Santalucia ha espresso preoccupazione per le dichiarazioni del ministro della Giustizia, sottolineando che le carenze strutturali sono una delle principali cause dei problemi del sistema giudiziario. “Se di malattia si deve parlare – ha continuato Santalucia – secondo le parole del ministro, che io non userei perché evocano sfiducia nei cittadini, questa è una malattia che riguarda soprattutto il ministero della Giustizia. Ci dia le risorse per poter lavorare bene e meglio. Oggi la magistratura si dibatte con carenze strutturali”.

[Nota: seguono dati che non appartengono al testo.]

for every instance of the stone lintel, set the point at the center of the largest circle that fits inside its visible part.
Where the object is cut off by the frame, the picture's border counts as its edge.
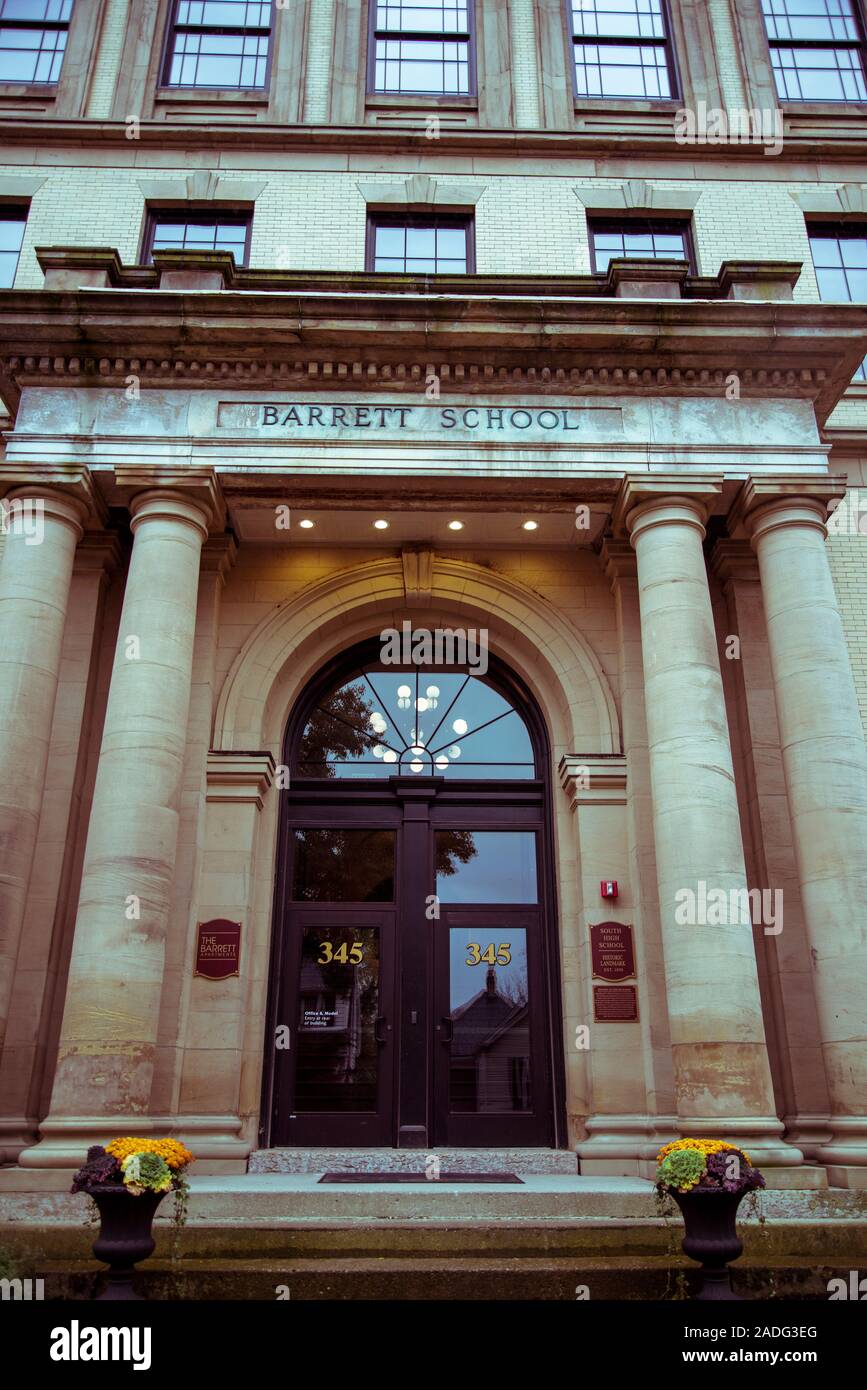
(759, 280)
(630, 278)
(593, 779)
(195, 271)
(74, 267)
(239, 777)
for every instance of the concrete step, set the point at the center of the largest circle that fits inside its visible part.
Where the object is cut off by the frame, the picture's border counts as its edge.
(457, 1278)
(413, 1161)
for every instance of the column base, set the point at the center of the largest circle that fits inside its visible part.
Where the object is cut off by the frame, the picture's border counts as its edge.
(846, 1147)
(624, 1146)
(848, 1175)
(759, 1136)
(807, 1133)
(214, 1139)
(17, 1133)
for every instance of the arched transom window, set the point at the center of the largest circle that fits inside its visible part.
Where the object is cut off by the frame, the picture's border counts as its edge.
(386, 720)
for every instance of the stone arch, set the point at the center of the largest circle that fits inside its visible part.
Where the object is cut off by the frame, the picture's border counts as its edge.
(288, 645)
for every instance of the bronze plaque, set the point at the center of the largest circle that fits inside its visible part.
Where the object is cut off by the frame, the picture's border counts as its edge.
(614, 1004)
(217, 948)
(612, 951)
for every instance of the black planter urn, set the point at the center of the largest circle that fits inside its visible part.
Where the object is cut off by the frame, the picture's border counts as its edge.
(712, 1237)
(125, 1236)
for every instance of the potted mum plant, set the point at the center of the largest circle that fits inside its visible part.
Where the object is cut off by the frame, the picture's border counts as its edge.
(127, 1180)
(707, 1179)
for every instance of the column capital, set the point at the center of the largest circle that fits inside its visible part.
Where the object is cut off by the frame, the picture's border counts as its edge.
(218, 555)
(732, 560)
(652, 499)
(192, 485)
(52, 483)
(617, 560)
(99, 552)
(784, 499)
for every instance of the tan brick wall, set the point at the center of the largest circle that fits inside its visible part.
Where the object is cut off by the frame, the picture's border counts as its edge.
(107, 60)
(524, 67)
(848, 559)
(320, 46)
(528, 218)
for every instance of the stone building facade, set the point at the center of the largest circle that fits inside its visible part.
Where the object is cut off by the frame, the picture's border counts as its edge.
(296, 360)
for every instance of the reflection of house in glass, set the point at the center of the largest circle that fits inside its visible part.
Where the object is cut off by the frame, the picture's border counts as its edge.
(336, 1065)
(489, 1064)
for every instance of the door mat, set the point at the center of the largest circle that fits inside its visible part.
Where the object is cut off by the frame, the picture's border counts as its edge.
(421, 1178)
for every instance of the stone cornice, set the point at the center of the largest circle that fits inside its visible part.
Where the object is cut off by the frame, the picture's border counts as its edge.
(498, 338)
(589, 779)
(239, 777)
(809, 135)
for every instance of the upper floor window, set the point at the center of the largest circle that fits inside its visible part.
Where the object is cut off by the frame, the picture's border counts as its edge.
(638, 241)
(839, 257)
(193, 231)
(32, 39)
(13, 221)
(218, 43)
(621, 49)
(421, 46)
(817, 49)
(424, 245)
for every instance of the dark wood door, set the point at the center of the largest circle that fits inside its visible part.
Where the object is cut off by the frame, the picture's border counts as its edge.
(489, 1070)
(334, 1082)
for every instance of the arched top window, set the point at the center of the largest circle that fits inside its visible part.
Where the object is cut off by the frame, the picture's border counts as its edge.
(380, 720)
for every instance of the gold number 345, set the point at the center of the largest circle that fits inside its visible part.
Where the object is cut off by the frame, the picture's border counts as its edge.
(345, 954)
(491, 955)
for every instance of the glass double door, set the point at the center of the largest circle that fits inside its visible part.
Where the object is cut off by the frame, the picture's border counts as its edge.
(413, 988)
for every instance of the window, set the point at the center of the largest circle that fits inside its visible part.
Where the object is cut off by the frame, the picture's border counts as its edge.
(621, 49)
(638, 241)
(839, 256)
(218, 43)
(13, 221)
(421, 46)
(32, 39)
(193, 231)
(386, 722)
(424, 245)
(817, 49)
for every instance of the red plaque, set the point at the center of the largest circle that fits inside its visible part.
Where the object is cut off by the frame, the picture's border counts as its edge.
(217, 948)
(612, 951)
(614, 1004)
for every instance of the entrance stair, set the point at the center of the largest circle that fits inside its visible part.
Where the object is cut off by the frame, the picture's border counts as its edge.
(279, 1232)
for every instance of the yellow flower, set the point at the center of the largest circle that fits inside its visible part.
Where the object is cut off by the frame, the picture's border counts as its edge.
(175, 1154)
(703, 1146)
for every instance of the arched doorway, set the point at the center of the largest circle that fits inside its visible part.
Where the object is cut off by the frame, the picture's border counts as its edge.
(414, 954)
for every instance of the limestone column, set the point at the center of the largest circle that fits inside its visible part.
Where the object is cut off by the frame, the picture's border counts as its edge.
(721, 1072)
(42, 530)
(109, 1034)
(826, 773)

Il presidente dell’Anm ha poi criticato la recente decisione del ministro di prorogare di un anno l’entrata in vigore della riforma del Tribunale per le persone minori e la famiglia. “Non perché l’abbiamo chiesto noi, ma perché il ministero non è in grado di assicurarne l’operatività. Le strutture ministeriali non sono in grado di garantire la telematizzazione del processo penale, che pure era uno degli obiettivi del PNRR. Tutte queste difficoltà si riflettono sui risultati”.

Santalucia ha concluso affermando che, nonostante le difficoltà, i risultati ottenuti dalla magistratura sono positivi grazie al sacrificio dei suoi membri, piuttosto che a un adeguato stanziamento di risorse. “Non parlerei di malattia, ma di un grande impegno di tutta la magistratura al servizio dell’utenza. Su questo invochiamo un aiuto del ministro”.